A Lei 7.713 é de dezembro de 1988. Ela isenta do Imposto de Renda os proventos de aposentadoria, de reforma e de pensão de quem tem uma das doenças listadas no texto, e a isenção não depende da renda, do valor do benefício nem do tempo de contribuição.
A lista é fechada e tem nomes técnicos. Cardiopatia grave, neoplasia maligna, cegueira, Parkinson, esclerose múltipla, nefropatia grave, hepatopatia grave, paralisia irreversível, tuberculose ativa e mais algumas entram; hipertensão comum, diabetes sem complicação grave e artrose de idade não entram.
O que a lei exige não é a doença sozinha. Exige o benefício, que precisa ser aposentadoria, reforma militar ou pensão, e exige o reconhecimento por laudo emitido por serviço médico oficial da União, do Estado, do Distrito Federal ou do Município.
O benefício continua sendo pago pelo mesmo valor bruto. O que muda é a linha do desconto, que passa a marcar zero, e o líquido sobe de imediato na conta de quem já vive com despesa de tratamento, remédio de uso contínuo e transporte para consulta.
A conta anual costuma surpreender.
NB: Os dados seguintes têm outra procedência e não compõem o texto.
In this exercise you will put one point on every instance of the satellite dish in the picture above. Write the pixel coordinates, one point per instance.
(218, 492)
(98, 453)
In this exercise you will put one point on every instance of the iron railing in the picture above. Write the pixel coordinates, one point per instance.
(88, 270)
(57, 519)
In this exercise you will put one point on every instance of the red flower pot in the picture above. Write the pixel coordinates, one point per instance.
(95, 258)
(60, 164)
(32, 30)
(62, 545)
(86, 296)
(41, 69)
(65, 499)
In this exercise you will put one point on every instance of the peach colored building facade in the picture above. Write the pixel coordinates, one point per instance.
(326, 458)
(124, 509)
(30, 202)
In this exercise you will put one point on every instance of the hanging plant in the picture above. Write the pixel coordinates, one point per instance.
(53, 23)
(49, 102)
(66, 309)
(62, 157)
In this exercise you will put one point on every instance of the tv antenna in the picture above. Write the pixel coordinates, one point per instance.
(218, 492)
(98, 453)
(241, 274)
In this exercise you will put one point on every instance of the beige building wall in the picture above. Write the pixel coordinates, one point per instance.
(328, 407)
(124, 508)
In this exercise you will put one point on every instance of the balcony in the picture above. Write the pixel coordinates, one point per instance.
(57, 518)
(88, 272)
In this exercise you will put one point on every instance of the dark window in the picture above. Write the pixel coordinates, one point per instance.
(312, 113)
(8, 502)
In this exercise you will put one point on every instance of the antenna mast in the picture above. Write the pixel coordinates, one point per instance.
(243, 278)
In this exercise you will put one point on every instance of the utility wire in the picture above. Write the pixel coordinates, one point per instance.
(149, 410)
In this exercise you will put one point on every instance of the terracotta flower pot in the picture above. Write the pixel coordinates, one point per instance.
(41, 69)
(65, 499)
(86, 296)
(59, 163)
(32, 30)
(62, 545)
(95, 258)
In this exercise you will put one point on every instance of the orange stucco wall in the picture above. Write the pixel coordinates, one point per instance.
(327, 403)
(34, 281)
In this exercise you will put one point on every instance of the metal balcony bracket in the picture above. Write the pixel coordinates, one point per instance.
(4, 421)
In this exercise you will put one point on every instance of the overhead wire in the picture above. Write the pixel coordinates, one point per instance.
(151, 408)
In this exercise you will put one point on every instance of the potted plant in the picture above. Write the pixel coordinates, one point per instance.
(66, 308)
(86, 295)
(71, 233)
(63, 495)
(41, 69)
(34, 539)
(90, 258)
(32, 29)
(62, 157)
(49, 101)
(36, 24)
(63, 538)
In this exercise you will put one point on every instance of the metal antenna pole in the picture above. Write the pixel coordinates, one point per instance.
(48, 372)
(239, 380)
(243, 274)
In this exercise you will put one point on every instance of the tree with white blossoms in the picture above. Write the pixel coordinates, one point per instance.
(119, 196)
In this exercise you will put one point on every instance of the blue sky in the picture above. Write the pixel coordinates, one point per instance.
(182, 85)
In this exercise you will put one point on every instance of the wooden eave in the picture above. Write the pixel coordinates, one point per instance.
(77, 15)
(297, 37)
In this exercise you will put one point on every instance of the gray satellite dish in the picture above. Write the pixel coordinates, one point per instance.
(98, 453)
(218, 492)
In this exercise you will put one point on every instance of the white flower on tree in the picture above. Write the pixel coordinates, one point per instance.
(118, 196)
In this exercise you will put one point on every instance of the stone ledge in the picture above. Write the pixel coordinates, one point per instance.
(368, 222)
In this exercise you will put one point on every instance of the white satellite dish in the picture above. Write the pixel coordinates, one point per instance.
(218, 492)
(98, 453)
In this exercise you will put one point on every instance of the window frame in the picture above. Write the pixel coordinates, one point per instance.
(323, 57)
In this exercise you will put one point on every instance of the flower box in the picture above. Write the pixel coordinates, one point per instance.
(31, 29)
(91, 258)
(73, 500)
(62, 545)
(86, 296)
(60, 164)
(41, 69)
Um benefício de R$ 5.000 com desconto mensal de R$ 380 devolve R$ 4.560 por ano ao bolso do titular, e o mesmo cálculo se repete enquanto a isenção valer.
Existe uma segunda parte que quase ninguém pede. O que foi descontado indevidamente nos últimos cinco anos pode voltar, corrigido, pelo caminho da retificação das declarações já entregues à Receita Federal.
A porta de entrada mudou de lugar nos últimos anos. O pedido de isenção do Imposto de Renda virou serviço do Meu INSS, com agendamento de perícia médica, e a Receita entra depois, na hora de recuperar o que já saiu.
Nenhuma etapa desse caminho cobra taxa. A perícia é gratuita, o pedido é gratuito, a retificação da declaração é gratuita, e escritório que promete acelerar o processo cobra por algo que o próprio titular faz pelo aplicativo.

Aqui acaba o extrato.